En 1567, le maire de La Rochelle
était Amator Blandin, le père de la Jeune fille qui avait accueilli
dans notre ville Charles IX sous de déguisement de Diane. Royaliste
et catholique, il vit d'un mauvais œil le gouverneur Chabot de
Jarnac lui donner comme successeur à la mairie un protestant,
François Pontard.
Ce dernier, poussé par les pasteurs
qui menaient une intense propagande et surtout par son ami M.
de Sainte-Hermine, seigneur de la Laigne, voulut faire entrer
La Rochelle dans le camp huguenot.
Le prince de Condé et Coligny,
menacés d'être arrêtés, soulevèrent de nombreuses cilles de France.
Pour éviter que La Rochelle ne suivit cet exemple, le roi Charles
IX donna l'ordre à Chabot de Jarnac de l'occuper militairement.
Au début de 1568, il s'apprêtait
à exécuter cet ordre et avait concentré des troupes dans ce but
à Surgères, quand Pontard et Sainte-Hermine levèrent le masque
; ils firent de La Rochelle une sorte de république indépendante
et calviniste. Les églises de Notre-Dame de Cougnes, Saint-Sauveur
et Saint-Barthelemy furent démolies pour renforcer les murailles,
à l'exception de leurs clochers qui furent transformés en donjon.
Hors de la ville, tout ce qui
aurait pu servir de point de départ à une attaque fut démoli et
la populace en profita pour piller les églises. Une foule de gentilshommes
protestants vint en outre s'installer à La Rochelle. Le capitaine
Trousseau, dit La Belle, fut envoyé à Luçon pour chercher du ravitaillement.
en route par une troupe
catholique, il se voyait battu et s'apprêtait à rendre son épée,
quand les Rochelais vinrent le débloquer. Ils en profitèrent pour
prendre Luçon où les catholiques, réfugiés dans les églises, y
furent massacrés. Peu après, l'île de Ré se déclara pour La Rochelle.
Charles IX confia à Blaise de Montluc le soin de reprendre le
grand port de l'Atlantique.
Les catholiques battirent un parti
huguenot prés de Mirambeau et occupèrent Saintes. Les protestants
des lies de Marennes les attendaient au Pas (c'est à dire au passage
dans les marais) de Saint-Sorlin.

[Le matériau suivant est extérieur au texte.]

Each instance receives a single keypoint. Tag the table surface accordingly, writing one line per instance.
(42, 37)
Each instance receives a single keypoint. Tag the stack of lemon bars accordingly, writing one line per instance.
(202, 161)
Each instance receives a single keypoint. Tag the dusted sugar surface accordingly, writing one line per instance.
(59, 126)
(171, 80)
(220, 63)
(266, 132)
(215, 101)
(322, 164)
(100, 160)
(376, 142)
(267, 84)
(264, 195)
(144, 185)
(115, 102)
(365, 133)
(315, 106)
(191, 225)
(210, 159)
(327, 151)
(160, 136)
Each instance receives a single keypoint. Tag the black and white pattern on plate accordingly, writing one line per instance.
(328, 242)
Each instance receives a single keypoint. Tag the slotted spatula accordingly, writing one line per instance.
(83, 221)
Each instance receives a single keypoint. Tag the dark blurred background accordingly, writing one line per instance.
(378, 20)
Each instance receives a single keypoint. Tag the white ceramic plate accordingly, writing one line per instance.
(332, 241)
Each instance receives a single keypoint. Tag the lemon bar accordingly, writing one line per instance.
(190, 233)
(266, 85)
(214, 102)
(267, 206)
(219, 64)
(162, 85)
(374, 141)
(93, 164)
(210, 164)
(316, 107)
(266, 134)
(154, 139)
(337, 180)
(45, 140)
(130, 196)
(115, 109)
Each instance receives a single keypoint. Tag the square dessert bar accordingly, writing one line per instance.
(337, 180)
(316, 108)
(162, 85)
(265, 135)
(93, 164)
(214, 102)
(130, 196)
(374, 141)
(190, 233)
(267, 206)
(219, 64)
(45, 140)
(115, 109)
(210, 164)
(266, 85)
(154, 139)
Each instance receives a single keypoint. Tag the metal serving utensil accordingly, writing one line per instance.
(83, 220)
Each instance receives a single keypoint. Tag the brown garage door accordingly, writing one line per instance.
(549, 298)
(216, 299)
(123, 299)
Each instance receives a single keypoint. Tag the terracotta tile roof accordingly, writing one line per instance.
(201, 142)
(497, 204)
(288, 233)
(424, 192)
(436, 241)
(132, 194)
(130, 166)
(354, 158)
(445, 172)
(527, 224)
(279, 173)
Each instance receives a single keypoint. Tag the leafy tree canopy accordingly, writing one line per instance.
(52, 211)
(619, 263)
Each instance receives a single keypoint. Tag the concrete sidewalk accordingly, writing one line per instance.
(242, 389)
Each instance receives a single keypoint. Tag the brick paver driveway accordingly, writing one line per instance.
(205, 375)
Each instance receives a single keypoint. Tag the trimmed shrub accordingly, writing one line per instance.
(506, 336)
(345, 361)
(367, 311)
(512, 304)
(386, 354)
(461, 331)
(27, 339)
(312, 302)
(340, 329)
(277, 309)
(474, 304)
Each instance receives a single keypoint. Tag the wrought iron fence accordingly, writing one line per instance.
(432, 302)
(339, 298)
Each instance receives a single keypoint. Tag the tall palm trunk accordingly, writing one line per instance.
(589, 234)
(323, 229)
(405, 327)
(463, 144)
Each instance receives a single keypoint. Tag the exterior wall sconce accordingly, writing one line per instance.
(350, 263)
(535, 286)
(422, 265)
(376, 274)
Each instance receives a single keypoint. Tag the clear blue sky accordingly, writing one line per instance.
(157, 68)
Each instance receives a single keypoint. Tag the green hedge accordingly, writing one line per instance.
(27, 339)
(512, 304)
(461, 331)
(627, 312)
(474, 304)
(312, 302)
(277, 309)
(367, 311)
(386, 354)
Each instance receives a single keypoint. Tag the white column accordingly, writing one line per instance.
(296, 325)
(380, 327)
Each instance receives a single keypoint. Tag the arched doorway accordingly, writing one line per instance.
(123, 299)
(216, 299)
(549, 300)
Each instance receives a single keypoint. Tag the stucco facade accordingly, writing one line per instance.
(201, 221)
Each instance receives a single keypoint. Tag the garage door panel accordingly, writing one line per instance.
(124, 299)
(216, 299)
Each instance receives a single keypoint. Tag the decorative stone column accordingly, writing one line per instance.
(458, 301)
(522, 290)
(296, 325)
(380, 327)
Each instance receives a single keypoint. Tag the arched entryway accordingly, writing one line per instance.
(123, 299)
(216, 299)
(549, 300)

Les calvinistes, soldats improvisés,
eurent la maladresse de sortir de leurs retranchements pour attaquer
les troupes catholiques qui les battirent entièrement.
Un des chefs huguenots, Fief-Melin,
gravement blessé de plusieurs coups de hallebarde, gisait dans
un fossé ; un paysan catholique l'y trouva et lui donna de grands
coups de sabots par la tête en disant : " Tu ne mangeras plus
mes poules ! " Ce en quoi il se trompait, car Fief-Melin survécut
et continua à manger les volailles roturières.
Au cours du combat, les catholiques
avaient pris sept drapeaux, dont la bannière blanche du capitaine
Goulènes qui y avait été tué. Montluc s'installa à Marennes où
il reçut la soumission des huguenots de la région, à qui il imposa
une forte amende.
Dans le port de Brouage, Montluc
fit embarquer cinq cent arquebusiers d 'élite sous le commandement
de son neveu Lebaron pour attaquer l'île de Ré. Les catholiques,
une première fois repoussés par le feu de l'ennemi, débarquèrent
ensuite à Ars, que les Rochelais avaient négligé de fortifier.
Un combat terrible eut lieu.
Les protestants battus se réfugièrent
dans l'église de Saint-Martin qui fut prise d'assaut et la garnison
massacrée. Maître de la côte, Montluc se rendit alors à Saint-Jean
d'Angely où il fit sa jonction avec Chabot de Jarnac et le comte
de Lude.
Il s'apprêtait à marcher contre
la Rochelle quand fut signée la paix de Longjumeau. La paix fut
publiée à La Rochelle le 27 mars et célébrée par une fête militaire
; une sorte de citadelle, appelée la Ville Blanche (du nom que
les Anglais donnaient à notre ville) fut attaquée par sept cent
arquebusiers et défendue par la milice de La Rochelle. Le peuple
goûta fort ce spectacle.
Le gouverneur Chabot de Jarnac,
étant rentré dans la ville, en fit bannir Pontard et Sainte-Hermine
mais il ne pût empêcher le conseil d'élire un maire protestant
que Charles IX, dans un désir de conciliation, accepta malgré
ses conseils. Jarnac, furieux, quitta alors La Rochelle.